More than 7,500 people came to Jenison Field House over the weekend to watch the No. 20 ranked MSU volleyball team start off their conference schedule, splitting the two games. On Friday MSU ousted the University of Iowa (10-4, 0-2 Big Ten) before falling to the No. 1 University of Nebraska (11-0, 2-0 Big Ten) on Saturday.
In their first match of the weekend, the Spartans swept the Hawkeyes in straight sets (25-18, 25-15, 25-18). Iowa came into the match off to their best start since 2006, recording a 10-2 overall record during their non-conference schedule.
For redshirt-junior Autumn Bailey, the match was a reunion of sorts.
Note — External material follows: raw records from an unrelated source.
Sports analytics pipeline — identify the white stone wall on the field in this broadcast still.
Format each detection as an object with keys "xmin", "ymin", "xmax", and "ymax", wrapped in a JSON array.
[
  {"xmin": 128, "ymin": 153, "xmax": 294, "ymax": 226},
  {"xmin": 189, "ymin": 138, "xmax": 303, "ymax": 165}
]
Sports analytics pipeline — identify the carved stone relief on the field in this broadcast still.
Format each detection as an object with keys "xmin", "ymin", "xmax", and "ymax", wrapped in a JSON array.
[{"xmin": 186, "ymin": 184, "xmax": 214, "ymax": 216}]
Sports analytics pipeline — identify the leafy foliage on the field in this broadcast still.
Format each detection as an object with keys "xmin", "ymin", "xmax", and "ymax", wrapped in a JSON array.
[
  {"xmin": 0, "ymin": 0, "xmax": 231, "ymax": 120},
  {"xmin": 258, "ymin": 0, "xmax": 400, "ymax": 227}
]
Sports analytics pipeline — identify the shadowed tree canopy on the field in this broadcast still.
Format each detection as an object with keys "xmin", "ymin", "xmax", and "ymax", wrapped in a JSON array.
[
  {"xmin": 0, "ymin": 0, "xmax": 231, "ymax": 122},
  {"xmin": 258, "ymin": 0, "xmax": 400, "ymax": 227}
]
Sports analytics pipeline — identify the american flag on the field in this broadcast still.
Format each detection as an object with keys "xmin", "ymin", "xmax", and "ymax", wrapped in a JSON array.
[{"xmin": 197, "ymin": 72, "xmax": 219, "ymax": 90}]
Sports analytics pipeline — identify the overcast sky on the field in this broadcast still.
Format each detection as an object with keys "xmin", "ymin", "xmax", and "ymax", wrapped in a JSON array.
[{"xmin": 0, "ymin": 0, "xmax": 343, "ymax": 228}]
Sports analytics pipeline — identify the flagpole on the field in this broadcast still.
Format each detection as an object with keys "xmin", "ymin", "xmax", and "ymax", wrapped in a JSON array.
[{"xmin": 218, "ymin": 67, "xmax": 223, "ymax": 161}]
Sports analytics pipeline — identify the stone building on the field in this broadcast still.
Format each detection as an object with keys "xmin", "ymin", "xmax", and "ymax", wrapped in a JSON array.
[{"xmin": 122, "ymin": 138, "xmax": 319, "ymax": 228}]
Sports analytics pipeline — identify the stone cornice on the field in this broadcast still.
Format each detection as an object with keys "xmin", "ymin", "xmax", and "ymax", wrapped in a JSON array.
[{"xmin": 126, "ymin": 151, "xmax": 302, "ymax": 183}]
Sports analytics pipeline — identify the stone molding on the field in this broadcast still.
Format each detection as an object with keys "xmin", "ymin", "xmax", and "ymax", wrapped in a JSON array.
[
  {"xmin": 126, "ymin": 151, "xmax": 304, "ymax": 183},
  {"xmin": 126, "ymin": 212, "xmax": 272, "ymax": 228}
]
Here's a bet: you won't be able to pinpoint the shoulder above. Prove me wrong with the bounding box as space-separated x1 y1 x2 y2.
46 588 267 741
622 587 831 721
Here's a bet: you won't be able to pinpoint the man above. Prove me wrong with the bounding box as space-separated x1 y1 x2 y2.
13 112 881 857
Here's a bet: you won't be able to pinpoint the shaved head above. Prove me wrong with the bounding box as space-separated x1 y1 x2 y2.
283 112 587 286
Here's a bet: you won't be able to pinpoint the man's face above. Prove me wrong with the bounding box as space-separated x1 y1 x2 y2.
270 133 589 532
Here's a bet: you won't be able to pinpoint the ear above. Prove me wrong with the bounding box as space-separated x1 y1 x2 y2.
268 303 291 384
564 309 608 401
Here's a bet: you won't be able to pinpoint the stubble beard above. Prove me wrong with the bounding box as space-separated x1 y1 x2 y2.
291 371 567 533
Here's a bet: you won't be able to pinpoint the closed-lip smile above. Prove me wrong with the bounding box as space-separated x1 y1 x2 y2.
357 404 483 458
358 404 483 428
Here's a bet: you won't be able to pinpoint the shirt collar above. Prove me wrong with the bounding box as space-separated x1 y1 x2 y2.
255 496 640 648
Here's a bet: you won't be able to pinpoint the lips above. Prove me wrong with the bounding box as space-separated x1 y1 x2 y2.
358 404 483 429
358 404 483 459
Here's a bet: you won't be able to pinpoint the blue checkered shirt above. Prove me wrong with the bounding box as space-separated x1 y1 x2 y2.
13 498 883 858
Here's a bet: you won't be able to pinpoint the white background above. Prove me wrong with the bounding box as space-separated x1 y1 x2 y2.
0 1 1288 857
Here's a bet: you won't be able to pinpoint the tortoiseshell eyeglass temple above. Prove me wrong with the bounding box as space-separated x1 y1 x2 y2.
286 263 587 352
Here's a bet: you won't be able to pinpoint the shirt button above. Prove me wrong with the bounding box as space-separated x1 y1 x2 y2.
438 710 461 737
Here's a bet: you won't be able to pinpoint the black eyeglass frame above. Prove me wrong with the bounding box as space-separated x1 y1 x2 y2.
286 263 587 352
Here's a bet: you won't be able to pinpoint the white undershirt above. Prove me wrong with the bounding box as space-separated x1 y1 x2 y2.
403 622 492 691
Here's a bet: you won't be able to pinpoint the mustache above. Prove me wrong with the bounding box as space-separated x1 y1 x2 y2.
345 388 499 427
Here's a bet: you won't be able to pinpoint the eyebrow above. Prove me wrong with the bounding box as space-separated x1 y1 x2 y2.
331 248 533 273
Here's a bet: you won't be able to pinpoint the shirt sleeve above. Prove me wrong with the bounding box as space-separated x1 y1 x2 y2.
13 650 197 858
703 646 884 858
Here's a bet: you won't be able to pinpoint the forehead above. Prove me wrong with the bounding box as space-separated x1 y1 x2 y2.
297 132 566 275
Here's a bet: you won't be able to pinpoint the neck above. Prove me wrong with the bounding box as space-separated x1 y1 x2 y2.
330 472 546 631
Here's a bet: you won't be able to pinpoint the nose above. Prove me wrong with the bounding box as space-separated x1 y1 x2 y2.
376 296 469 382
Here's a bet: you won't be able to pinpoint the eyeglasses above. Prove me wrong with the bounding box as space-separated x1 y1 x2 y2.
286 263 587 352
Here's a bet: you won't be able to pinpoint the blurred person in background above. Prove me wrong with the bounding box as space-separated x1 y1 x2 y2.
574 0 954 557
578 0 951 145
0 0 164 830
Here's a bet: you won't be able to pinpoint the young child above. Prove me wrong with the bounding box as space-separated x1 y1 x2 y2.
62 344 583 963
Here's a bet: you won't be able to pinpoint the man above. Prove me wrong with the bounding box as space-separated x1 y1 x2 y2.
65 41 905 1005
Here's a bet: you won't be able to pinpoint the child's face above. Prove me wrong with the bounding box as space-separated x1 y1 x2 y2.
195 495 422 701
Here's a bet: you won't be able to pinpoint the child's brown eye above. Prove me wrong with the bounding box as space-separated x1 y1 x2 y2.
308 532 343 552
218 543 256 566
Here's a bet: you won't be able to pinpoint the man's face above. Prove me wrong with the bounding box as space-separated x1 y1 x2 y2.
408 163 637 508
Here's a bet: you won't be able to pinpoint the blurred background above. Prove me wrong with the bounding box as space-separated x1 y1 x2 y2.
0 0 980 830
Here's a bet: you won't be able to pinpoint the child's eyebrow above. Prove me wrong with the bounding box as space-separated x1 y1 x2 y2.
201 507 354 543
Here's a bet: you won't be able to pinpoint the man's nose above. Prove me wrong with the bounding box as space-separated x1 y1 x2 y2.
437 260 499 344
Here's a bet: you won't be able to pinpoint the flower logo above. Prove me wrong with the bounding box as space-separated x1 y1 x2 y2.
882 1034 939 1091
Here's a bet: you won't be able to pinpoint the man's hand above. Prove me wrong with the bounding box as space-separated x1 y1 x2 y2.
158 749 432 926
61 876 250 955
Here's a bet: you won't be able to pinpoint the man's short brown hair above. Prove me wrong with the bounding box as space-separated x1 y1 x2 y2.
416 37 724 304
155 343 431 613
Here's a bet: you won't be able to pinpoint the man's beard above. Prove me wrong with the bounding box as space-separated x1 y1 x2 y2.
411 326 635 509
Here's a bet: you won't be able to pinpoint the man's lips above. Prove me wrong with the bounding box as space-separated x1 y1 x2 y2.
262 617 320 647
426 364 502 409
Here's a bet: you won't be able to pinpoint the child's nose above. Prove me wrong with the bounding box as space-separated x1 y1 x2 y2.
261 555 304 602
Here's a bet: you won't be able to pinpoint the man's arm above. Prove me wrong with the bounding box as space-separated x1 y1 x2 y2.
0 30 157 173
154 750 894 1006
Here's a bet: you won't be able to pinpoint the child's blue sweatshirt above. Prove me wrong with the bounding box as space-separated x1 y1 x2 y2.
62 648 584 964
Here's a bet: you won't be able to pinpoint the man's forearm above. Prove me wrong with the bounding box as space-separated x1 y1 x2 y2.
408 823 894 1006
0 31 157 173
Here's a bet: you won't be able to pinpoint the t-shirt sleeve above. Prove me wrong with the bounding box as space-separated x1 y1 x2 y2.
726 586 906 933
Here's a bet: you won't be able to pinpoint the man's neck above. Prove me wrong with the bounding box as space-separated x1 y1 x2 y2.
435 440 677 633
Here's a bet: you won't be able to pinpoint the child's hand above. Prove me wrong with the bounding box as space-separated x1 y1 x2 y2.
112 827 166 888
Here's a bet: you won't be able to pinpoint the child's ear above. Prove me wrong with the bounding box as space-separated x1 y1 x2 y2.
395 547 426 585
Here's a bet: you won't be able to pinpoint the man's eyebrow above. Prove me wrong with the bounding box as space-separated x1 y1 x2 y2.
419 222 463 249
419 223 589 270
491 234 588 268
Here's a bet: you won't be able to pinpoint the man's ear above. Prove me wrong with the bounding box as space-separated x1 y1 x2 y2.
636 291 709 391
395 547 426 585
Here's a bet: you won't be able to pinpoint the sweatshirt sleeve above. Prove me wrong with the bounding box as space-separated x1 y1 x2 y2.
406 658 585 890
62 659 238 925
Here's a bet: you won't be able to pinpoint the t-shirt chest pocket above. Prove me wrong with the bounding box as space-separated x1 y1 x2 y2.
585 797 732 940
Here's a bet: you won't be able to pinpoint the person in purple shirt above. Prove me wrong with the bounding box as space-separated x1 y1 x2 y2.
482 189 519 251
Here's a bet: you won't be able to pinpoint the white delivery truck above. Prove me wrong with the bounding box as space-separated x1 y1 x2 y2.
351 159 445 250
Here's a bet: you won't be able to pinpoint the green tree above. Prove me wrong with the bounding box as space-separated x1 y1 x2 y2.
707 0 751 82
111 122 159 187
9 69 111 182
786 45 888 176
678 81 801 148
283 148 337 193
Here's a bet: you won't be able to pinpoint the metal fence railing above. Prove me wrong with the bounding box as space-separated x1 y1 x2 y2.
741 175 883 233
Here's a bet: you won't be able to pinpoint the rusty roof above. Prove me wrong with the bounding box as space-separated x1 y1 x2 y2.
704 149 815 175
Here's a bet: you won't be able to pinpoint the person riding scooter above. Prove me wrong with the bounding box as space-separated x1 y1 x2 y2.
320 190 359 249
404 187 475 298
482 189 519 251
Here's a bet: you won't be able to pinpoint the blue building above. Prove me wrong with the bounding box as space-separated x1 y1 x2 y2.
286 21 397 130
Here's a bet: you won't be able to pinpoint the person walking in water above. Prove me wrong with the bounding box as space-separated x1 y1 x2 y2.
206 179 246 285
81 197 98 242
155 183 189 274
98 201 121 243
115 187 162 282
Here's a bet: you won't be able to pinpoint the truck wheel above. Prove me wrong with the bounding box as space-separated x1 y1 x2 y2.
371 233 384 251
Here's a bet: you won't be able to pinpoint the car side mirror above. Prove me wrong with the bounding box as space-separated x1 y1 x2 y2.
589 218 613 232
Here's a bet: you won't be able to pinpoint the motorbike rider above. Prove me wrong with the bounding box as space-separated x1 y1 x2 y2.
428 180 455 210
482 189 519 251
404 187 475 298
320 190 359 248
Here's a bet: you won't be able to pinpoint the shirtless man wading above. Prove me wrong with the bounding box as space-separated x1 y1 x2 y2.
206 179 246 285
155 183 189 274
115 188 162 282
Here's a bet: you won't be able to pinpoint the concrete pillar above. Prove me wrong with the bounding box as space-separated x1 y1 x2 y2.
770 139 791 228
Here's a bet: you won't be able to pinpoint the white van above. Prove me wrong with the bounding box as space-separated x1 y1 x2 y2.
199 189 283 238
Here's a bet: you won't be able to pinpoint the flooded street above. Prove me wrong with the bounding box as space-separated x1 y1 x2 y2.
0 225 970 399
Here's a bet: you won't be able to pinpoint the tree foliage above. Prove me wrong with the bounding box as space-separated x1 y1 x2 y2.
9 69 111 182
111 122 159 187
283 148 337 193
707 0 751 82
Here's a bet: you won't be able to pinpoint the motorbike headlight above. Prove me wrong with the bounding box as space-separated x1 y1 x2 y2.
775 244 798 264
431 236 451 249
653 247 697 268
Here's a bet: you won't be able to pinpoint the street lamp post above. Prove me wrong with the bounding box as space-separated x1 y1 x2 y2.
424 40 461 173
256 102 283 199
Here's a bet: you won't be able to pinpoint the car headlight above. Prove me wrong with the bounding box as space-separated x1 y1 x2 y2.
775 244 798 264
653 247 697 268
Hawkeyes head coach Bond Shymansky originally recruited Bailey when both were at Marquette University.
“We have a really great relationship,” Bailey said. “He’s a great person, I love playing against him. It’s kind of funny, he knows how I play and so I can see that he’s told the things to his team about my tendencies, but I like playing against him.”
As for the game, there were only seven tie scores and two lead changes. The Spartans as a hit 34.5 percent and chipped in nine service aces.
While MSU started off red-hot and cooled off a bit, head coach Cathy George said she thought that wasn’t because of her team, but their opponent's ability.
“Iowa is a strong team that only has two losses on the season,” George said. “I expected them to rebound, they weren’t just going to lay over and die. That doesn’t happen in the Big Ten. I would expect a fight from them. What we needed to do is make sure we kept the pressure on, I think we did get a little distracted. ... I credit Iowa too for doing nice things.”
Looking into the next day, the Spartans faced off against the consensus No. 1 team in the country and the defending national champions in the Nebraska Cornhuskers.
Before the match, MSU also honored their 1976 volleyball team. Forty years ago, the group advanced to the Elite Eight back in the days when they competed in the Association of Intercollegiate Athletics for Women, or AIAW. Those were the days before the NCAA sponsored championships for women's sports.
With the 1976 team in attendance, the Spartans raced out to a 2-0 lead before eventually falling in five sets, 3-2 (25-22, 25-23, 20-25, 14-25, 14-16).
Just like the night before, the Spartans started off fast once again, evidenced by taking the first two sets from the Cornhuskers. Late in the first set, though, two crucial calls swung the momentum in the Spartans’ favor.
With the score knotted up 20-20 on back-to-back plays, challenges were issued, one by George and the other by Nebraska head coach John Cook. Both points were awarded to the Spartans as they finished off the first set 25-22. MSU was successful in the first set and did not allow Nebraska to take the lead.
The fifth set saw a competitive back-and-forth between the teams, as there were six tie scores and three lead changes in the game to 15. The Spartans had match point when they were up 14-13. MSU, however, faltered, giving up three straight points to the Cornhuskers and losing 16-14.
After the tough loss, the 1976 MSU volleyball team talked to the current Spartans inside the locker room. Captain Rachel Minarick said they discussed things not only on the volleyball court, but also life off the court as well.
“(Talking to the 1976 team) actually really helped put it into perspective,” Minarick said. “They played such a long time ago and they’re still so close together. It just puts it into perspective that this is a bond that you’re going to have for the rest of your life, just knowing that this is one match in your whole life.”
George also said while Saturday's loss was tough, the team will be back to business again starting this week.
“(This week we will be) getting ready for Penn State and Rutgers and we’ll just get back to work,” George said. “Just kind of get back at that stuff, and it’s nothing really different. We’ll just stay the course and do what we do.”
The Spartans will be back in action this upcoming weekend as they travel east to face off against Penn State University at 7 p.m. on Sept. 30 and Rutgers University at 7 p.m. on Oct. 1.